On the non-biological side of things, there are a number of treatments coming along that are essentially more refined/specialised/sophisticated versions of existing radiotherapy. Their main advantages are generally incremental improvements over more commonplace radiotherapy. Generally, you get more precisely targeted radiation, so you get less damage to healthy cells and less side-effects. The type of radiation used may be more effective at killing cell, and it is likely that the course of treatment will be shorter. Those sorts of things; improving or extending survival rates, and better quality of life, are particularly important when the treatment is essentially palliative. Different types are suitable for specific cancers, often in specific locations in the body. This includes proton beam therapy, which hit the news in the UK recently when some desperate parents took their child abroad for treatment, against the advice of their doctors. This uses protons – positively charged particles, which need to be generated using a particle accelerator. Which would be why it’s so hugely expensive.

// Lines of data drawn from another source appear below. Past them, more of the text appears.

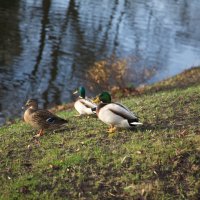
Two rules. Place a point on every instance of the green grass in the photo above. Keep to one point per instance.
(159, 160)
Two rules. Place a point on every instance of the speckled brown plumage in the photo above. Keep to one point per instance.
(41, 119)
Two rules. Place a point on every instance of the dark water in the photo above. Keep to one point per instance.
(47, 46)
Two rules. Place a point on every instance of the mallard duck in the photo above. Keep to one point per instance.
(41, 119)
(84, 105)
(114, 114)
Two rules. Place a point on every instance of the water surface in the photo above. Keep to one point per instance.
(48, 46)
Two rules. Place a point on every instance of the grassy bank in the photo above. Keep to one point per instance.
(159, 160)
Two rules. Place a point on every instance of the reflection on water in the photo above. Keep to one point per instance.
(48, 46)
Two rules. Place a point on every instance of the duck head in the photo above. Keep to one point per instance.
(104, 97)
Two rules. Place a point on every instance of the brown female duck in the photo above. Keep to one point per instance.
(41, 119)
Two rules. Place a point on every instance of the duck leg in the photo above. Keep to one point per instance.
(40, 133)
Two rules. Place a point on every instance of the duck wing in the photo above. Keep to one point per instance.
(46, 118)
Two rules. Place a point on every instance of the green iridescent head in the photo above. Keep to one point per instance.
(104, 97)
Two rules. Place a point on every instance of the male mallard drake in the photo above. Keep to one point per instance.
(41, 119)
(84, 105)
(114, 114)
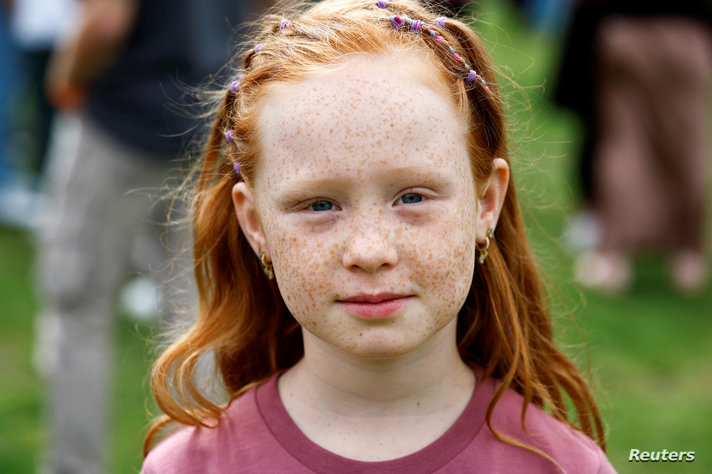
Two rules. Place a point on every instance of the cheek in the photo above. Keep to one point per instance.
(450, 260)
(301, 268)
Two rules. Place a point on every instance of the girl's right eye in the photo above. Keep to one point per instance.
(321, 206)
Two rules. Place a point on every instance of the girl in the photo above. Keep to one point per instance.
(365, 284)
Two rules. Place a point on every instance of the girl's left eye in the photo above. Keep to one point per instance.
(321, 206)
(410, 198)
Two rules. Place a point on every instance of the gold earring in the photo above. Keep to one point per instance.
(266, 266)
(484, 249)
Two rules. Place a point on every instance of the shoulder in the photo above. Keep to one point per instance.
(573, 450)
(194, 449)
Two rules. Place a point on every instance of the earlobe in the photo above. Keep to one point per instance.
(246, 212)
(492, 198)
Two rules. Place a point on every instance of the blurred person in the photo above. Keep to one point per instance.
(648, 170)
(8, 61)
(31, 32)
(123, 73)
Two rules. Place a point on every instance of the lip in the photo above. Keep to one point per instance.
(378, 306)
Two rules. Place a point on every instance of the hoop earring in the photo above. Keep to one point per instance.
(266, 266)
(484, 248)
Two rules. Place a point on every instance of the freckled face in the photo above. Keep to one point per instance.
(365, 190)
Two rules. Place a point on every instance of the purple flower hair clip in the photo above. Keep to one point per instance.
(471, 76)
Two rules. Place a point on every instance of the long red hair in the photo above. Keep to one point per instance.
(504, 325)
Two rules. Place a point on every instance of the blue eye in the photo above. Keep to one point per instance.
(411, 198)
(321, 206)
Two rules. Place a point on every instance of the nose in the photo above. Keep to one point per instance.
(370, 245)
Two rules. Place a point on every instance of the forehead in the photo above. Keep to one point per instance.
(368, 108)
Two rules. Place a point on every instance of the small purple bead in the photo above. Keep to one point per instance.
(471, 76)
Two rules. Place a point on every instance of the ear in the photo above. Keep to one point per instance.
(243, 200)
(492, 198)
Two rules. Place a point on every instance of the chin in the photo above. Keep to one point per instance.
(376, 348)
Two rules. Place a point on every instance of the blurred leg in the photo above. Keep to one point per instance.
(99, 200)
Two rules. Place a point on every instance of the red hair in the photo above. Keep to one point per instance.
(504, 325)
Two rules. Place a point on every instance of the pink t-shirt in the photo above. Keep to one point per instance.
(257, 435)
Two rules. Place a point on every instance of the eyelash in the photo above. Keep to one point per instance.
(311, 206)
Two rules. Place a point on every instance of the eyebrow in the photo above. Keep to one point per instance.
(297, 186)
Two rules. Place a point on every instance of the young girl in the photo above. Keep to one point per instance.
(365, 283)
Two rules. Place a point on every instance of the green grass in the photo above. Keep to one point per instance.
(649, 351)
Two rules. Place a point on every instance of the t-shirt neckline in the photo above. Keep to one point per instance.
(431, 458)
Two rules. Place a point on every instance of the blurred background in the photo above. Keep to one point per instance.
(642, 329)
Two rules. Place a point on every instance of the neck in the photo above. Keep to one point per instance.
(433, 376)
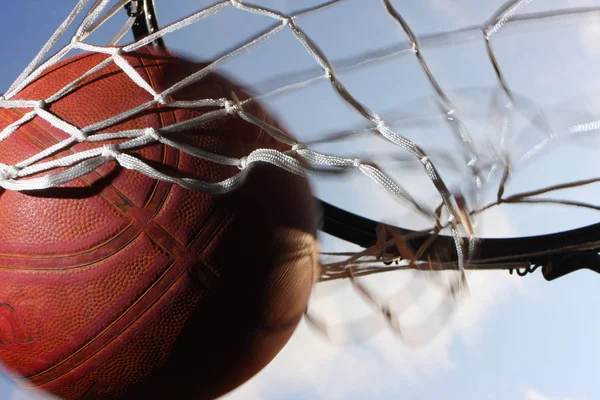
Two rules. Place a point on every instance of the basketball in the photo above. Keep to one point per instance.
(117, 285)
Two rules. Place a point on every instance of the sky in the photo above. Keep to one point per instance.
(512, 338)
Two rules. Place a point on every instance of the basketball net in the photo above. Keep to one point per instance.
(453, 213)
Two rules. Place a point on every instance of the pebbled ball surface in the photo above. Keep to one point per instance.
(120, 286)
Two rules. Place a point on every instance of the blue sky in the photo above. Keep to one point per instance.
(513, 338)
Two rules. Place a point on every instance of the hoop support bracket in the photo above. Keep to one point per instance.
(146, 21)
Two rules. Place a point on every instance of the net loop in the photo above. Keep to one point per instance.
(8, 172)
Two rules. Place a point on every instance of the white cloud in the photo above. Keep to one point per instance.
(532, 394)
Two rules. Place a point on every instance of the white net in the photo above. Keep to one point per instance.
(483, 166)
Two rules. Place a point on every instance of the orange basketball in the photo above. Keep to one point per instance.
(118, 285)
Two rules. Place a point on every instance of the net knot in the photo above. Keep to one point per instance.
(110, 151)
(80, 136)
(160, 99)
(243, 163)
(153, 133)
(231, 107)
(8, 172)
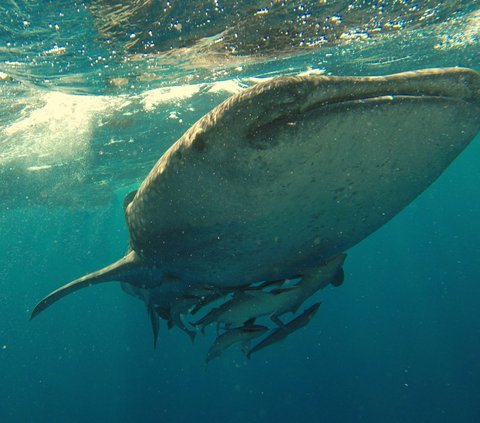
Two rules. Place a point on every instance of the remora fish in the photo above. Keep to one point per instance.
(282, 332)
(249, 305)
(286, 174)
(242, 335)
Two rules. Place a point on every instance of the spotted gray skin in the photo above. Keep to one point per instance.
(285, 175)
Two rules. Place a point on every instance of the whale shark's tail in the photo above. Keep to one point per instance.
(123, 270)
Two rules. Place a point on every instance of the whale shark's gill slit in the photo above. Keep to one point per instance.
(120, 271)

Another example is the cyberknife. This should be a science fiction novel by Philip K Dick, it really should, but, alas, it’s not. It’s also not really the proper name: it is one of the proprietorial names for something called stereotactic radiosurgery (SRS: one or more stereotactic radiation treatments of the brain or spine) or stereotactic body radiation therapy (SBRT; within the body). This is basically using radiation therapy, but in a more precise way. They combine a robot-guided targeter with sophisticated ultrasound and/or CT scanning to pinpoint the tumour and only zap the cancer cells. You have to be able to see it on the scanners, and this usually means injecting the patient with something that will make the cancer cells light up. It is quite frequently used to get rid of e.g. secondary lung metastases that are pressing on airways, to alleviate symptoms like breathlessness.
Radiofrequency ablation is a slightly different approach, which uses targeted radio waves to generate heat in the cancer cells which kills them. It is used for early stage lung cancer and again for example to remove tumours pressing on airways, particularly if conventional surgery is not an option. It tends to work best for smaller tumours, and there aren’t many side-effects compared to some other treatments, but it is usually used in conjunction with other treatments. Given that it’s fairly straightforward with minimal side-effects, it may be worth it to improve quality of life, but in most cases it’s not going to be a cure.
Conclusion: does it sound like science fiction, because it is?
In a word: yes. One might easily argue that a great deal of our modern technology was once science fiction, but I think there is a noticeable trend in these ideas in fiction: they are initially mooted by one or two prophets, and seem pretty far out there: either the technological details are not gone into, or they’re guessed at and wrong. Once real science and technology starts offering up the possibility of these things however, they become more prevalent and more fleshed-out as concepts, and often more realistic. Then you almost get a switch back to science fiction jumping ahead: predicting new and more complex uses or implications of existing (or least partially developed) technology. As for cancer, it’s a process of attrition, but things are getting better all the time.